The United Nations Security Council met on Tuesday to debate whether to adopt a draft resolution on Syria which calls for President Bashar Assad to step down.

The resolution is based on the Arab League’s plan for Syria which instructs Assad to delegate powers to his vice president following the formation of a national unity government.

The League’s plan calls for the unity government to prepare to elect a council, within three months, that will write a constitution.

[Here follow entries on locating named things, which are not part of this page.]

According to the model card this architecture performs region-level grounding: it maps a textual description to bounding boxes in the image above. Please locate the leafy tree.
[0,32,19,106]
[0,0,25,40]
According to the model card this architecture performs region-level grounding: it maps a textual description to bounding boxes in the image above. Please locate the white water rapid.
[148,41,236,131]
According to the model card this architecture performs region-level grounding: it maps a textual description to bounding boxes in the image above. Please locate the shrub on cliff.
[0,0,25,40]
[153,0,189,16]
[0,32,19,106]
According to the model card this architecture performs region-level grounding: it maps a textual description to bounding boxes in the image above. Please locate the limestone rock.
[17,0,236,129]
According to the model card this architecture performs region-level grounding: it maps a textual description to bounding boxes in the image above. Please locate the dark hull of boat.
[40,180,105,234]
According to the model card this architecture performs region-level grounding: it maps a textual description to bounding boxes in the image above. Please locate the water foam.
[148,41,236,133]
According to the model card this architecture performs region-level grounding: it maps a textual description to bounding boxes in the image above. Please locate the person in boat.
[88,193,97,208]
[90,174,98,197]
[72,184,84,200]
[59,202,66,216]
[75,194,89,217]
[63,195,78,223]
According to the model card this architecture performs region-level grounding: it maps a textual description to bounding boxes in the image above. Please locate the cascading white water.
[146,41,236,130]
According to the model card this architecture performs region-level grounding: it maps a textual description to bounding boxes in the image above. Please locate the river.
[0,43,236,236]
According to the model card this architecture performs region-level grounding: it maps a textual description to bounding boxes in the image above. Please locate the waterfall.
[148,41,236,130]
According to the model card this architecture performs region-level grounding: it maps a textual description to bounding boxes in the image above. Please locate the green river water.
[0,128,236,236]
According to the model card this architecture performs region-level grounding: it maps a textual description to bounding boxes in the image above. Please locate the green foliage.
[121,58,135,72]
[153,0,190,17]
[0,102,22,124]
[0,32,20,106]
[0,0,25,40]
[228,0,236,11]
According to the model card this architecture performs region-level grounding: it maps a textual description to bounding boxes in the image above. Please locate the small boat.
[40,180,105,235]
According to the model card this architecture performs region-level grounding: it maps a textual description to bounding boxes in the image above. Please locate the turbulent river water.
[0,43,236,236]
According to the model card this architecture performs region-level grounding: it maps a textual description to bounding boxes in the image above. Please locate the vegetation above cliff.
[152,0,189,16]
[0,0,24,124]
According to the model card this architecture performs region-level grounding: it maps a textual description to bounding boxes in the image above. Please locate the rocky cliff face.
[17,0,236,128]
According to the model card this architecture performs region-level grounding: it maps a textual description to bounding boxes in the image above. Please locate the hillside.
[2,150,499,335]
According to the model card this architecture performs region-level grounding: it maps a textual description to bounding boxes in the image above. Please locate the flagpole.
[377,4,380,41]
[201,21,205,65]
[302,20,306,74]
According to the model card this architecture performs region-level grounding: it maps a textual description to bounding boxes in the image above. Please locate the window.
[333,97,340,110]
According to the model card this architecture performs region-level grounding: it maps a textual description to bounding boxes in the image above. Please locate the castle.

It should also prepare for parliamentary and presidential elections.

Arab League Secretary-General Nabil Elaraby said last week that he intends to bring the League’s peace plan for discussion at the Security Council.

The BBC reported that during the meeting, Qatar’s prime minister urged council members to take action against what he called Assad's “killing machine.”

Sheikh Hamad bin Jassim al-Thani said all previous initiatives had failed “because the Syrian government failed to make any sincere effort to co-operate with us and the only solution available to it was to kill its own people.”

He added, “Bloodshed continued and the killing machine is still at work,” but stressed that it was for the Syrian people to decide whether they wanted a change in leadership.

Also present at the discussion was U.S. Secretary of State Hillary Clinton, who said the situation in Syria risked spinning out of control but that Assad's “reign of terror”, as she put it, would end.

“The question for us is how many more innocent civilians will die before this country is able to move forward,” Clinton was quoted by the BBC as having said.

She dismissed concerns that Syria could follow the same pattern as Libya and result in military intervention adding that the Arab League plan represents “the best effects and efforts of Syria's neighbors to chart a way forward and deserves a chance to work.”

“The alternative - spurning the Arab League, abandoning the Syrian people, emboldening the dictator - would compound this tragedy and would mark a failure of our shared responsibility and shake the credibility of the United Nations Security Council,” Clinton added.

The draft resolution being discussed strongly condemns human rights abuses by the Syrian government and calls on all sides to cease the use of violence. The BBC added that it calls on member states to take necessary steps to prevent flow of arms into Syria, without imposing an embargo.

Finally, the resolution calls on Assad to hand power to a deputy and make way for free elections.

The biggest obstacle to the resolution is Russia, the report said, which says the plan amounts to regime change and could lead to civil war. It is expected to veto the resolution, as it did with a previous resolution on Syria.

Russia’s UN envoy Vitaly Churkin, however, expressed optimism when he said the draft resolution contained elements of an earlier Russian text rejected by Western powers and the Arab League as too weak.

“This gives rise for hope,” Churkin was quoted as having said. “We hope that the council will come to consensus on the Syrian issue, as is not only possible but also necessary.”

Meanwhile on Tuesday, Syrian forces continued to kill opponents and soldier-turned-rebels, who have breached the suburbs of Damascus, previously totally loyal to Assad.

Government-controlled media said the army "chased the elements of armed terrorist groups that committed the worst crimes of murder and kidnapping against the citizens and had planted mines on public roads and terrorized people, including children and women” in the capital’s suburbs.